Beware the flying sausage

Published 18 May 2016

Grange Hill station sign on the station platform, behind a bench
Grange Hill station sign on the station platform

When I first moved to London, back in 1999, I pinned a London Underground map on the wall of the extremely expensive studio flat I rented in Ealing. On it, I highlighted the names of each of the tube stations I visited.

It was to be a record of exploration of a new city as I sought out the nooks and crannies of my new home, and a reminder that there were so many places to explore.

Of course as I settled down in London, I stopped updating the map, and one day it got thrown away completely. All these years later I’ve no real idea how much of Greater London I’ve visited, although a look at the most recent version of the map shows huge swathes of the capital I’ve never been to.

To be fair, much of it is just suburbia. I have been to Moor Park, to Hornchurch and to East Finchley, but I can’t honestly tell you a good reason to go make the effort to go there, because I didn’t see any. Such a reason may exist but what it is, I don’t know.

Which is why the desire to highlight every station name on the underground map withered and waned.

Despite that though, there was one tube station I had an aching to visit: Grange Hill. And a recent walk on the London LOOP gave me perfect excuse.

If you were exposed to children’s television between 1978 and 2008, you may guess why I was keen to visit.

Of course the TV series Grange Hill was not set in Grange Hill, the district of Chigwell.
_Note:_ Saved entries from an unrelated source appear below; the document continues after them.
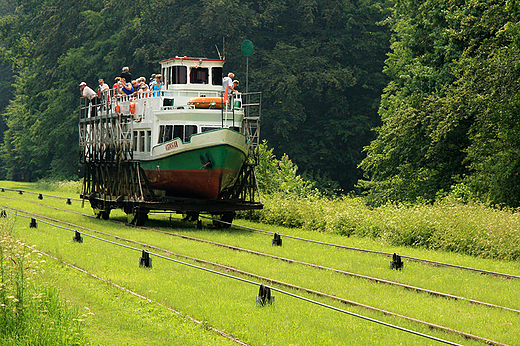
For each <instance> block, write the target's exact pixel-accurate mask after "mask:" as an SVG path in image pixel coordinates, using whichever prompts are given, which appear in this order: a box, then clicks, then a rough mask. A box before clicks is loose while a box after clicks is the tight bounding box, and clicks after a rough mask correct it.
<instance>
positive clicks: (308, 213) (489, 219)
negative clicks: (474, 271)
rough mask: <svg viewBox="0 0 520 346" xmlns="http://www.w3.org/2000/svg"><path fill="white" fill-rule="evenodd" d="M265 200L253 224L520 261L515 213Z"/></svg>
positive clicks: (263, 202) (399, 244) (500, 258)
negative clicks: (303, 230) (327, 233)
mask: <svg viewBox="0 0 520 346" xmlns="http://www.w3.org/2000/svg"><path fill="white" fill-rule="evenodd" d="M262 201H263V203H264V209H263V210H261V211H257V212H255V213H254V214H253V219H256V220H258V221H261V222H264V223H268V224H277V225H283V226H286V227H301V228H304V229H307V230H316V231H322V232H334V233H339V234H342V235H346V236H359V237H371V238H375V239H381V240H382V241H384V242H386V243H388V244H392V245H405V246H415V247H423V248H429V249H442V250H446V251H453V252H458V253H464V254H469V255H473V256H478V257H483V258H497V259H508V260H517V259H520V213H518V211H517V210H510V209H502V210H500V209H495V208H490V207H486V206H484V205H482V204H478V203H460V202H455V201H448V200H441V201H439V202H435V203H433V204H414V205H395V204H387V205H384V206H381V207H378V208H370V207H368V206H366V205H365V203H364V201H363V199H362V198H357V197H340V198H325V197H316V196H312V197H295V196H292V197H291V196H288V195H287V194H282V193H274V194H269V195H266V196H263V198H262Z"/></svg>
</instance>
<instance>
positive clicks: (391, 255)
mask: <svg viewBox="0 0 520 346" xmlns="http://www.w3.org/2000/svg"><path fill="white" fill-rule="evenodd" d="M3 189H5V190H10V191H24V190H17V189H8V188H3ZM26 192H28V193H32V194H37V193H35V192H30V191H26ZM49 196H51V195H49ZM51 197H55V198H60V199H66V197H57V196H51ZM6 198H9V197H6ZM71 199H72V198H71ZM74 200H77V201H84V200H83V199H74ZM82 215H85V216H88V217H92V216H91V215H86V214H82ZM200 217H201V218H205V219H208V220H212V221H217V222H221V223H223V224H227V225H230V226H235V227H239V228H243V229H248V230H250V231H252V232H259V233H266V234H271V235H273V234H275V232H270V231H265V230H261V229H257V228H252V227H247V226H242V225H237V224H233V223H231V222H226V221H221V220H217V219H213V218H210V217H207V216H203V215H200ZM279 234H280V233H279ZM280 236H282V237H284V238H290V239H295V240H300V241H305V242H310V243H315V244H321V245H326V246H333V247H336V248H340V249H345V250H353V251H359V252H365V253H374V254H380V255H384V256H389V257H391V256H392V255H393V254H392V253H389V252H384V251H376V250H369V249H362V248H356V247H351V246H346V245H340V244H333V243H328V242H322V241H318V240H313V239H307V238H301V237H295V236H291V235H287V234H280ZM400 256H401V258H405V259H408V260H411V261H415V262H419V263H428V264H433V265H437V266H442V267H449V268H456V269H461V270H468V271H473V272H477V273H482V274H488V275H492V276H498V277H504V278H508V279H520V276H518V275H512V274H505V273H498V272H494V271H490V270H484V269H478V268H472V267H465V266H460V265H456V264H450V263H444V262H438V261H432V260H428V259H423V258H417V257H411V256H405V255H400Z"/></svg>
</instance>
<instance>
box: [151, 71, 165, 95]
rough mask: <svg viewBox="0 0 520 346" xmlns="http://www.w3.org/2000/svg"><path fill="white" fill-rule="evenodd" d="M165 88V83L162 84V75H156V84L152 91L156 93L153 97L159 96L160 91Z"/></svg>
mask: <svg viewBox="0 0 520 346" xmlns="http://www.w3.org/2000/svg"><path fill="white" fill-rule="evenodd" d="M162 87H163V83H162V75H160V74H158V75H155V83H154V84H153V86H152V88H151V90H153V91H155V92H154V93H153V96H159V95H160V93H159V92H158V91H160V90H161V89H162Z"/></svg>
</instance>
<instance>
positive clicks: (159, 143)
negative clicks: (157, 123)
mask: <svg viewBox="0 0 520 346" xmlns="http://www.w3.org/2000/svg"><path fill="white" fill-rule="evenodd" d="M196 133H197V125H160V126H159V139H158V141H157V144H161V143H164V142H168V141H171V140H172V139H175V138H180V139H181V140H182V141H183V142H188V141H189V140H190V137H191V136H192V135H194V134H196Z"/></svg>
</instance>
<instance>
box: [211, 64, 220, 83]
mask: <svg viewBox="0 0 520 346" xmlns="http://www.w3.org/2000/svg"><path fill="white" fill-rule="evenodd" d="M211 84H213V85H221V84H222V67H213V68H212V69H211Z"/></svg>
It’s not really known why the school is called Grange Hill (the original plan was to call it ‘Grange Park’), nor where it’s supposed to be other than the in the fictional London Borough of Northam (well, until 2003 when it randomly moved to Liverpool) whilst the real Grange Hill locale is actually in Essex.

Indeed the shared name is the only link between the two. The real Grange Hill wasn’t used as a filming location or anything, and most of the episodes were filmed in West London or from the BBC’s Elstree studios. But despite the real Grange Hill having absolutely nothing to do with the TV series, I still felt inexplicably drawn to visit.

The London LOOP doesn’t go through Grange Hill, although it goes pretty close. The station itself is hardly a thriving metropolis. Indeed it’s the third least used on the whole of the Underground network, and it was only relatively recently that it (and it’s neighbours at Chigwell and Roding Valley) started opening beyond eight in the evening. With just three trains an hour in each direction, I opted not to alight and hang around, and simply stick my head out of the tube train door and grab a quick photo of the station sign. However it was a firm achievement unlocked.

Truth be told, had it not been for the LOOP I would probably have never made it to Grange Hill at all. There was simply no real need. It is just a piece of suburbia on the edges of London. Nothing more to see than any other piece of the London suburbs. But the LOOP gave me an excuse. And I was more than glad it did.